David Cameron, then-Prime Minister, cut short his holiday in Tuscany to oversee the response to the riots—or, at least, to be seen responding—and on August 15 gave a speech at a youth center in his local constituency of Witney, Oxfordshire (where unemployment rates are among the lowest in the country at 1.5 percent).

“These riots were not about race,” he said, nor were they about “government cuts” or “poverty.” They were about “behaviour…a twisted moral code.” They happened because people no longer knew right from wrong, because Britain was “broken.”119

His comments echoed those of his Education Secretary Michael Gove, who attributed the rioting to “a culture of greed and instant gratification, rootless hedonism and amoral violence.”120

Cameron admitted, however, that “behaviour does not happen in a vacuum: it is affected by the rules government sets and how they are enforced.” So these “twisted” riots, though they weren’t about government cuts, were about “behaviour” which may have been affected by government rules. The government was and was not responsible.

There were countless other speeches by politicians, all keen to share their theories as to why it had happened (Michael Gove thought it could have been prevented if teachers were allowed to use “greater force” against their students and if young people joined their local cadets).121

Meanwhile almost two thousand people were being handed prison sentences, the majority for petty crimes—one twenty-three-year-old was given six months for stealing £3.50 worth of water.122 According to statistics from the Ministry of Justice, 52 percent of those charged were black, Asian or “other”; 35 percent of adults involved were claiming out-of-work benefits at the time (the national average is 12 percent); and 42 percent of the young people involved were in receipt of free school meals (the national average is 16 percent).123 But the riots were not about race or poverty, said the Prime Minister.

My own memories of that week are loose. I remember going to work, meeting friends, checking Twitter. I’d just moved out of Clapham Junction, where the rioting was briefly at its worst. I texted friends to ask how they were. A department store had been raided and a fancy dress shop set on fire. They said they were at home, checking Twitter too.

It had only been through someone’s connection to a church-owned house with cheap rent that we’d ended up living in Clapham Junction, halfway between the railway station and Battersea. It felt like an in-between place in other ways too. Over the last couple of decades, Clapham had transformed itself into a popular residential area for bankers and young professionals, now known jokily as “Pram Springs” and full of cocktail bars and shops specializing in boutique baby wear.

Battersea, though, was still one of the most deprived parts of London. In 2013, the foodbank at St Mark’s Church served 1,551 local people, two in five of whom were children. And if that proportion seems high, the Institute of Fiscal Studies predicts that by 2022 it will be the norm in Britain with child poverty reaching up to 37 percent.124

Maybe, as David Cameron said, this is a “broken” country, but the riots aren’t what broke it. They exposed the fissures that were already there, which might once have been possible to see past. Beneath London’s smoothly functioning surface, poverty had been on the rise, along with almost every indicator of racial disparity.

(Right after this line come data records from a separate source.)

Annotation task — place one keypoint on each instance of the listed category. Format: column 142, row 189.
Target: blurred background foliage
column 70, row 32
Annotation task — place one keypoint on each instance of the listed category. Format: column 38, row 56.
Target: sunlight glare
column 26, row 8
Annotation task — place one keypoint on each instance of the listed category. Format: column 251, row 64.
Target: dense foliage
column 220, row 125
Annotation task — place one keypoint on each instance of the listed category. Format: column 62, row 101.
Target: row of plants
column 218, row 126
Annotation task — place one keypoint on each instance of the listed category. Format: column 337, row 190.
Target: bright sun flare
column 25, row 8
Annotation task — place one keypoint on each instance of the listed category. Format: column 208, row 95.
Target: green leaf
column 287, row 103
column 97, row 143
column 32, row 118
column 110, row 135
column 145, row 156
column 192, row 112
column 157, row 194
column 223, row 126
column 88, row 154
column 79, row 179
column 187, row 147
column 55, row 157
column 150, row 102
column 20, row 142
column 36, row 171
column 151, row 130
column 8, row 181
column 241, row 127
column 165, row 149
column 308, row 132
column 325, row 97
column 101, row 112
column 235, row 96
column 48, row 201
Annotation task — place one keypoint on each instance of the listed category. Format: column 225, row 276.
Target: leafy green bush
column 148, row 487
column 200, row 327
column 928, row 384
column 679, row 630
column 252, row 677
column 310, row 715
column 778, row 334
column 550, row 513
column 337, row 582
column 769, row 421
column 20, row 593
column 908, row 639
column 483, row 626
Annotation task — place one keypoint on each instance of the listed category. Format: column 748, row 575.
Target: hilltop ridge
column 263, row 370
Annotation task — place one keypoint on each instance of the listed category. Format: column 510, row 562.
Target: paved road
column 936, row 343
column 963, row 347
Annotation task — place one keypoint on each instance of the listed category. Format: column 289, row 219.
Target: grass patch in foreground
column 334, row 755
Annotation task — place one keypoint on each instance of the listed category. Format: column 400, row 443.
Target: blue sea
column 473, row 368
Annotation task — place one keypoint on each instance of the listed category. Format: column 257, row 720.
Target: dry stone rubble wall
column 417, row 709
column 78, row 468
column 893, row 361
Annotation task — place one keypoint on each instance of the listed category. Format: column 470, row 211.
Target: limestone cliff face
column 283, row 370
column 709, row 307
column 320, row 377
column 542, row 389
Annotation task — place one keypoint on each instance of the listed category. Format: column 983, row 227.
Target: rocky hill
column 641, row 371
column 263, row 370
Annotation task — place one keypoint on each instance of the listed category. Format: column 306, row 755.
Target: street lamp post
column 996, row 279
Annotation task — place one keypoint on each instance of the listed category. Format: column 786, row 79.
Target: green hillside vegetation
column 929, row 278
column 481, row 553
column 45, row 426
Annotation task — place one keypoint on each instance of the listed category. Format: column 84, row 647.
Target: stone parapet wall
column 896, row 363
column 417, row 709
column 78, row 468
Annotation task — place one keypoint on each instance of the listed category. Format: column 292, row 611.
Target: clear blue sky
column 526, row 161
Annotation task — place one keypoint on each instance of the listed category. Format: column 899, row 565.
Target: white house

I struggle to relate Obama to the events of that summer. The heroism he summoned, the projected unity, the sharing in a single, clinched moment, feels dissonant. In Tucson, his words could lift the weight of tragedy. They could inspire. But they couldn’t answer to the rage of protracted injustice. This much would become clear in Ferguson in 2014 when Obama was helpless to stem the tide of anger that followed the police shooting of Michael Brown. Sometimes no speech, however beautiful, can compensate for suffering.

In 2011, I was surprised. I hadn’t expected the rage because I hadn’t seen the injustice. Or I had shut my eyes to it—as I had to my own racial difference—half-looking away from the world in the hope that its troubles might disappear. In that case, I wouldn’t have to bear responsibility for them. But the brokenness was everywhere around and inside of me.